Hydration


Who says you can't run and drink? Try Hydration the Reggae Marathon way! We have the most unique method of ensuring your fluid intake gets to its proper destination.


Our plastic pouch packaging provides liquid (water & Gatorade) you can run with. There's no spilling or messy water stops, just bite, nip or tear the plastic pouch, then sip and run! You are sure it gets down your gullet and not down your shirt! Not like those messy cups at other races! You can also use them to cool down.

Take as many as you like at our water stops/aid stations. They may come in handy on the way if you need a boost in hydration.

 

 

Hyponatremia



Salt and the Ultraendurance Athlete

Recently, Americans have been urged to pay more attention to their sodium intake. Decades ago, all foods seemed heavily salted. Then, a link between sodium intake and high blood pressure was discovered. Suddenly, "sodium - free" or "low sodium" products began flooding the consumer market. Certainly, to a degree, this is justified. Many diseases are worsened by excess sodium intake, and millions of Americans must closely watch the amount of sodium in their diet.

However, sodium is a required element for normal body functions. It is lost in sweat and urine and is replaced in the diet. The body has a remarkable ability to maintain sodium and water balance throughout a variety of conditions, thus ensuring our survival. Ultraendurance events challenge this survival mechanism.

In hot, humid conditions a large amount of sweat is lost, which can disturb sodium and water balance. Adequate hydration and sodium intake -- either via sports drinks or food -- becomes vitally important during long races. The goal of this article is to help you determine how to maintain sodium balance during training and racing and during recovery. The information for this article came from a variety of published studies done on healthy, young athletes and may not be appropriate for everyone specially those involved in less-active sports such as poker or chess.
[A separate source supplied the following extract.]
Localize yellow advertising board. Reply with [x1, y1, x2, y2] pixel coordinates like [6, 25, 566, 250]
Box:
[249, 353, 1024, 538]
Athletes who are under a physician's care or have health problems should check with their doctor about salt and their ability to exercise in the heat.
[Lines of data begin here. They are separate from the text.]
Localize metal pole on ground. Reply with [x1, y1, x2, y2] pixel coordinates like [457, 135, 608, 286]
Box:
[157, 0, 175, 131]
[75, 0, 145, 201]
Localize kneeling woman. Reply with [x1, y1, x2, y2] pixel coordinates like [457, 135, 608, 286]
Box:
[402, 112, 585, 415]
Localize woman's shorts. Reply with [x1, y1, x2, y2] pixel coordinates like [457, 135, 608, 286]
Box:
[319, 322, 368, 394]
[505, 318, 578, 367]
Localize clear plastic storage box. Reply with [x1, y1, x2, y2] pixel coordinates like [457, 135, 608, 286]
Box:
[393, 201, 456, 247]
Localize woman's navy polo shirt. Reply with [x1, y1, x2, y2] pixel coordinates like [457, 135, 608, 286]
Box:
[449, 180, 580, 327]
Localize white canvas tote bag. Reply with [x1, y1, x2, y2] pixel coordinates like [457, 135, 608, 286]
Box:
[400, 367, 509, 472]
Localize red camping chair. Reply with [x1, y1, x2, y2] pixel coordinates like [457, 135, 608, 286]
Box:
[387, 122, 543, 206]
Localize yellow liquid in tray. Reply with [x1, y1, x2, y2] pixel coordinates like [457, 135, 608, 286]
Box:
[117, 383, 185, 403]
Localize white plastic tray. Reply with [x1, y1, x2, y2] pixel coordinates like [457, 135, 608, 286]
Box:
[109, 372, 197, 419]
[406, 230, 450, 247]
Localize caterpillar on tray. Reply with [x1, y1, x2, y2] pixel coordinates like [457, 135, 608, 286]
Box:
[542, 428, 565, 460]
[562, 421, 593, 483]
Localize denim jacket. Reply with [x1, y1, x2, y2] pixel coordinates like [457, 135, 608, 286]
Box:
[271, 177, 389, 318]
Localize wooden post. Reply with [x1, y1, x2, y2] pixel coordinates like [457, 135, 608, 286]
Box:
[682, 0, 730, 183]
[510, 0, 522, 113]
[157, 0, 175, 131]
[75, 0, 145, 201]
Hyponatremia - What Is It?

Hyponatremia means a low concentration of sodium in the blood. When it occurs in triathletes, it usually happens during long or ultra-distance races in the heat but may occur anytime. It is estimated that approximately 30% of the finishers of the Hawaii Ironman are both hyponatremic and dehydrated. The longer the race, the greater the risk of hyponatremia.

What Causes It?

The exact mechanisms are not fully understood and I won't go into the complex physiologic pathways of sodium and water balance. The simplest answer is that lost sweat (salt and water) is replaced by ingested water (no salt). This dilutes the sodium in the bloodstream, and hyponatremia results. Longer races carry a greater risk of hyponatremia because of the total amount of sweat lost. During exercise in the heat, more salt is lost in sweat per hour than is usually replaced by food and fluids, including sports drinks. Your body can tolerate a degree of imbalance for a short period of time, but it may decompensate if this continues for too long.

Sweat contains between 2.25 - 3.4 grams of salt per liter, and the rate of perspiration in a long, hot race can easily average 1 liter per hour. So, for a 12 hour race, one could lose approximately 27 to 41 grams of salt. If the athlete replaces only the lost water and has minimal salt intake, hyponatremia can result.